Bluff oysters are an essential eating experience in Southland. Photo / Babiche Martens
Bluff oysters are an essential eating experience in Southland. Photo / Babiche Martens

Outside the city you'll find plenty of eateries well worth the drive.

In Lochiel near Winton, the aptly named Hideaway offers smart, cosmopolitan food in idyllic surroundings while at Yesteryears Museum and cafe in Tuatapere you can enjoy a hot chocolate or toasted sandwich to the accompaniment of Elvis, on vinyl, rotating on a vintage radiogram.

Over in Gore, see if you can score an invitation from an RSA member to dine at their club where Kiwi cuisine reigns supreme and if you're lucky, somewhere along the way you might score a feed of whitebait fritters.

Back in Invercargill, check out the fabulous new Bill Richardson Transport World and enjoy a snack in charmingly recreated interiors of genuine 1970s houses with Formica tables, padded kitchen chairs and vintage accessories.

And you can't leave Southland without sampling a couple of buttery cheese rolls from the Copper Kettle cafe at H&J Smith's department store, where Kiwi classics such as lamingtons, custard slice and lolly cake, are also on offer.
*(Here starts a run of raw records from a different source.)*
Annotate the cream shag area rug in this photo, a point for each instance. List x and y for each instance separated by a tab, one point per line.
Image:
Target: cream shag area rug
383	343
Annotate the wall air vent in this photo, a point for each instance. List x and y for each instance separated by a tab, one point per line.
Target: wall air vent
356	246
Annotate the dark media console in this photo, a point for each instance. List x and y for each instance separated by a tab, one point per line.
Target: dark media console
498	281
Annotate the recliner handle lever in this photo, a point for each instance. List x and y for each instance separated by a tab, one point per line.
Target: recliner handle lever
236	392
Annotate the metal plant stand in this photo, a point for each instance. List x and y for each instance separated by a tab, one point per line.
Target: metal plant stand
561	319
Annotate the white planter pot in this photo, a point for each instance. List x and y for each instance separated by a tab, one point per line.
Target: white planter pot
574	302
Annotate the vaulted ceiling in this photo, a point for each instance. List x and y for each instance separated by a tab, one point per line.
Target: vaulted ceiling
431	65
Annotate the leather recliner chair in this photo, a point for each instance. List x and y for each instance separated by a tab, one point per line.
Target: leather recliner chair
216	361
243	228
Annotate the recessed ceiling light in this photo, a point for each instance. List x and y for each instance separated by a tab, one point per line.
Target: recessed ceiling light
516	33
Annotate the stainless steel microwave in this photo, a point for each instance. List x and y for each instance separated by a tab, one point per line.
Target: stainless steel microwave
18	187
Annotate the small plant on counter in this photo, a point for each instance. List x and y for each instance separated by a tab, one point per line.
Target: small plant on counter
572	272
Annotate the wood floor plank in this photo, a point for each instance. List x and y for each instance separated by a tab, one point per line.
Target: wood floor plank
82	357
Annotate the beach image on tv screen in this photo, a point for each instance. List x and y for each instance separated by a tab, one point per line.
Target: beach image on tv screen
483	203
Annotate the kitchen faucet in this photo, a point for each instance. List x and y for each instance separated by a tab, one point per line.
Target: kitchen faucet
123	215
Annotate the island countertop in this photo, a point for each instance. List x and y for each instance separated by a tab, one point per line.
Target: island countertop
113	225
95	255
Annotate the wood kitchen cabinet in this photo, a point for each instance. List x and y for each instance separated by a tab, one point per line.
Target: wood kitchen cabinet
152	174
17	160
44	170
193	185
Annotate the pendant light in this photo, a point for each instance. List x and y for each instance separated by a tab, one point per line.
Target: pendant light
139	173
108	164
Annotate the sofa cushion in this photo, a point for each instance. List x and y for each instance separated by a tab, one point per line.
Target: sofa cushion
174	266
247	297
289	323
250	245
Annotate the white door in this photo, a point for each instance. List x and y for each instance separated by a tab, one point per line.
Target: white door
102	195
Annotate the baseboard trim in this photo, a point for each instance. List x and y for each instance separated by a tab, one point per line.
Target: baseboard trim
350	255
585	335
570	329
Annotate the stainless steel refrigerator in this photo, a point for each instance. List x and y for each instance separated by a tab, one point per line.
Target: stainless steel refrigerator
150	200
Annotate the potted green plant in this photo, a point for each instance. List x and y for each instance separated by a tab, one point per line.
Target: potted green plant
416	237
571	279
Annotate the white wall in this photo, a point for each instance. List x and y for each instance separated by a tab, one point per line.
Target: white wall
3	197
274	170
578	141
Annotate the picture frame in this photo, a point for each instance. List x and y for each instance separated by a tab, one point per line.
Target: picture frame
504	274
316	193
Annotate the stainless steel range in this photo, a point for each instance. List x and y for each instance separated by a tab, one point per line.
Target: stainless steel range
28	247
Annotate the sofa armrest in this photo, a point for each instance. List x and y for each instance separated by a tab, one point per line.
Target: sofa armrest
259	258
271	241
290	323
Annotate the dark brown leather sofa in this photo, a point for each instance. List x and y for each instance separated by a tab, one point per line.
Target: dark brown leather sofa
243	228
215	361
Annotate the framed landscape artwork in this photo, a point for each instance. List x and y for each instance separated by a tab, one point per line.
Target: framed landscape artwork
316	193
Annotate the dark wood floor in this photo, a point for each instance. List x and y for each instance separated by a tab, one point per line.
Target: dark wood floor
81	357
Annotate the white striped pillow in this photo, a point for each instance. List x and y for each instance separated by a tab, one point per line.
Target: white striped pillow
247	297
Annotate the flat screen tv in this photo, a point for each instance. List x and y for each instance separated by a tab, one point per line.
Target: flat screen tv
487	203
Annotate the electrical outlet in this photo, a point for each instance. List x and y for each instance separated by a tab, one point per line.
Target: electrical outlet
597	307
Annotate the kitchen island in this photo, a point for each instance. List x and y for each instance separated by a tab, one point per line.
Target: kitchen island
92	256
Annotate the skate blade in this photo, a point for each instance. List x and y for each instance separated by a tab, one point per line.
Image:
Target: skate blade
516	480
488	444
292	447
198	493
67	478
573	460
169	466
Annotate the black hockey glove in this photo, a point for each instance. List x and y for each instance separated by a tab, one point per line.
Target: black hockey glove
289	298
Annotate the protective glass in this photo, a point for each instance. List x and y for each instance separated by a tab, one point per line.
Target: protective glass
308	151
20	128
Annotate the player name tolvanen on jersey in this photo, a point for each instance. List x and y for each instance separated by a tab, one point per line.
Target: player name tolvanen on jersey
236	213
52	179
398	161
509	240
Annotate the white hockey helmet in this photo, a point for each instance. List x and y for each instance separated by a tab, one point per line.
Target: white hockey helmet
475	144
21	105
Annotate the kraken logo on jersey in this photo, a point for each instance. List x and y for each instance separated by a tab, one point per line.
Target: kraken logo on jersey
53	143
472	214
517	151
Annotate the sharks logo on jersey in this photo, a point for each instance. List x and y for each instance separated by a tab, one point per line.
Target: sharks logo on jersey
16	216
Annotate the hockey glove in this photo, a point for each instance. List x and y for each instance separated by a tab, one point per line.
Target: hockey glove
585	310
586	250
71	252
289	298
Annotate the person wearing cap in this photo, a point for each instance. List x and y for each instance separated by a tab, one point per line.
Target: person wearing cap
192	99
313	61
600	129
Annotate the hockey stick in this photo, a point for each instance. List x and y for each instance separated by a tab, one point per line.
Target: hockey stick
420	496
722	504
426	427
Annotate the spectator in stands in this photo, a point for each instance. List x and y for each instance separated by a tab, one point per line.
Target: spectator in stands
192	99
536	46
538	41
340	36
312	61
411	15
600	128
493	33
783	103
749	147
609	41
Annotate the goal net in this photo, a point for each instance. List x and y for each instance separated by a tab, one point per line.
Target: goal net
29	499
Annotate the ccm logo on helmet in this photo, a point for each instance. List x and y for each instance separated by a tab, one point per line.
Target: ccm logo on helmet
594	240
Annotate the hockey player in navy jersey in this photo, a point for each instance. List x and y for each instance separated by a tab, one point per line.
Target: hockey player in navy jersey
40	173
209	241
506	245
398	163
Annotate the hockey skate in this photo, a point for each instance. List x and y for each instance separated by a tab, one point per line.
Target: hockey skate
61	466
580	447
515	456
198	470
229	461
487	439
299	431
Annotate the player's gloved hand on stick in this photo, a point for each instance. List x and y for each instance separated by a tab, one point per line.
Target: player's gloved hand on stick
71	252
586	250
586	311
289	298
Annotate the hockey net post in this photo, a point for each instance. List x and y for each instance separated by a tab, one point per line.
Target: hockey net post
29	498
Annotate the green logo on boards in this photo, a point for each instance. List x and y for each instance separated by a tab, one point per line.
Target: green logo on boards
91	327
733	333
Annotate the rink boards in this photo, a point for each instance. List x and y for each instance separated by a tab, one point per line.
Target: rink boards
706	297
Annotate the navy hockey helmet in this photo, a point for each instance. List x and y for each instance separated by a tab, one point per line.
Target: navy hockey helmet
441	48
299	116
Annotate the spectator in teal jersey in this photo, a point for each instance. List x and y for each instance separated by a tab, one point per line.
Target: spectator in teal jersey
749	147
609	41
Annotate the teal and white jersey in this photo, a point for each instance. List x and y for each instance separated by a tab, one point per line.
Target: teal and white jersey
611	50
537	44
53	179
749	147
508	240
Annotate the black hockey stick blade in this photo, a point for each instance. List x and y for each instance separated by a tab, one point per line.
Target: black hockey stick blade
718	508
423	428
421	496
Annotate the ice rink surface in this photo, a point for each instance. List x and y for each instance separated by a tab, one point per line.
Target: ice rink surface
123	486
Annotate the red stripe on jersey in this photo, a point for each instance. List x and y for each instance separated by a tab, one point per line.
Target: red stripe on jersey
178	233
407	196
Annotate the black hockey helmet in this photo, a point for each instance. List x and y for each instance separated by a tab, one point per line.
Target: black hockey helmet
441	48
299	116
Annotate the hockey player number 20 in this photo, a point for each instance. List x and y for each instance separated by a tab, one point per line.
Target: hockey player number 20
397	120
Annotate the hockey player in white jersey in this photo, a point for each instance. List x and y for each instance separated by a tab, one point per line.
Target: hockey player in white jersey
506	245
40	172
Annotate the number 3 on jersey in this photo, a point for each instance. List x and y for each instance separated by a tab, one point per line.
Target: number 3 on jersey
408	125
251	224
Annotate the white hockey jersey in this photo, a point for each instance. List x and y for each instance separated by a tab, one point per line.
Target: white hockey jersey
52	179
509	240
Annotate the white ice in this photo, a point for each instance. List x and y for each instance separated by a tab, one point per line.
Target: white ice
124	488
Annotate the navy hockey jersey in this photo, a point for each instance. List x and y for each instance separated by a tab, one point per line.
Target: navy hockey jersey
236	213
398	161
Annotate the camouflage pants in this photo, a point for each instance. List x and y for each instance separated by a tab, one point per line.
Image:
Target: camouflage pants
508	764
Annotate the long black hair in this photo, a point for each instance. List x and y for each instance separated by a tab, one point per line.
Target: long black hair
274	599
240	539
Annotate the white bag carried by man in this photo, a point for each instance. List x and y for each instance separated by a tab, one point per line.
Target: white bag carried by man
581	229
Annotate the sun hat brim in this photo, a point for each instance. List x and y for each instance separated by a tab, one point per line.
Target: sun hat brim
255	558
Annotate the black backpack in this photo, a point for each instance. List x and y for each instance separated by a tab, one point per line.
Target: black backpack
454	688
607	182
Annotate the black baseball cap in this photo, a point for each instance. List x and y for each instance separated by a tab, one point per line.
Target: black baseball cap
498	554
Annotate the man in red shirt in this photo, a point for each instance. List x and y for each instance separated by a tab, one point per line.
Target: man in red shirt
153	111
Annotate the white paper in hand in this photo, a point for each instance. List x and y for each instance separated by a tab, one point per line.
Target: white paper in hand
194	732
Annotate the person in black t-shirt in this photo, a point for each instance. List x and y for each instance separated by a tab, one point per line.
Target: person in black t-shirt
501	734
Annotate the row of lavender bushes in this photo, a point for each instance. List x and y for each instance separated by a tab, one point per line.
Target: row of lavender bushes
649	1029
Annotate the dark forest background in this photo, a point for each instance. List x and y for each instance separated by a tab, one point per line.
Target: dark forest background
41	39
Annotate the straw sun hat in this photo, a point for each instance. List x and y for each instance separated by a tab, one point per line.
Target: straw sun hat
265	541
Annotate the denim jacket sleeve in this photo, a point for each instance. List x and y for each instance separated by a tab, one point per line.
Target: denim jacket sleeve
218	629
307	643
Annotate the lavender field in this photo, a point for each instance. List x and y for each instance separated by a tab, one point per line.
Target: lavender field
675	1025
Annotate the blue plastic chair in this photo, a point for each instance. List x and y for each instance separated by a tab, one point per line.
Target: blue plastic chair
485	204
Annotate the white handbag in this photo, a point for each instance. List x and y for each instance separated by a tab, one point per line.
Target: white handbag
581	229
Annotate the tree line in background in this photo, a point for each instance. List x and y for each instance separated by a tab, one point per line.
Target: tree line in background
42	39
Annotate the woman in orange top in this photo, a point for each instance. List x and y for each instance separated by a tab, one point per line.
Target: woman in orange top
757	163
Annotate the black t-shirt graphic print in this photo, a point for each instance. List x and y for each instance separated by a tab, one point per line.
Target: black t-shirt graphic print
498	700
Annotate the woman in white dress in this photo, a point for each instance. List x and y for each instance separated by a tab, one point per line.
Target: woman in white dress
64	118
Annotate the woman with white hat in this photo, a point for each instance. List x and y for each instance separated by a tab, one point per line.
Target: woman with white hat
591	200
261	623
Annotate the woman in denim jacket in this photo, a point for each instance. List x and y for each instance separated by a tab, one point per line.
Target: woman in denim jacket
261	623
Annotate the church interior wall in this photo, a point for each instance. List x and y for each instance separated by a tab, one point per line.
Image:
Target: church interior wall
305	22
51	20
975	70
Many lively discussions about the best recipe for cheese rolls have been had but while you can actually make them anywhere, believe me when I say that they'll never taste as good as those created and consumed beneath southern skies.

Savour the South

From sheep's milk to sweetbreads, swedes to seaweed, salmon to saison, Southland is a foodie's dream. Visit one of the cafes, delis, restaurants or taverns for a southern take on some of the finest and freshest ingredients in the world.

Southland is where you will find the best cheese roll.
Southland is where you will find the best cheese roll.

Bluff OystersGrown slowly in the cool, clean waters of Foveaux Strait, the Bluff oyster is a New Zealand delicacy. In May the Bluff Oyster and Food Festival celebrates this southern delight with a day-long event full of great local food, entertainment and more.

Invercargill Craft Take a guided tour through the Invercargill Brewery and discover that good beer is so much more than just bending your elbow. Visit Blue River Dairy, Southland's sheep milk cafe, where you can taste cheeses and the best cheese roll in Southland. Try your hand at chocolate making at the Seriously Good Chocolate Company.

Chocolates from the Seriously Good Chocolate Company in Invercargill.
Chocolates from the Seriously Good Chocolate Company in Invercargill.



Air New Zealand flies from Auckland to Invercargill via Wellington or Christchurch, with one-way fares starting from $128.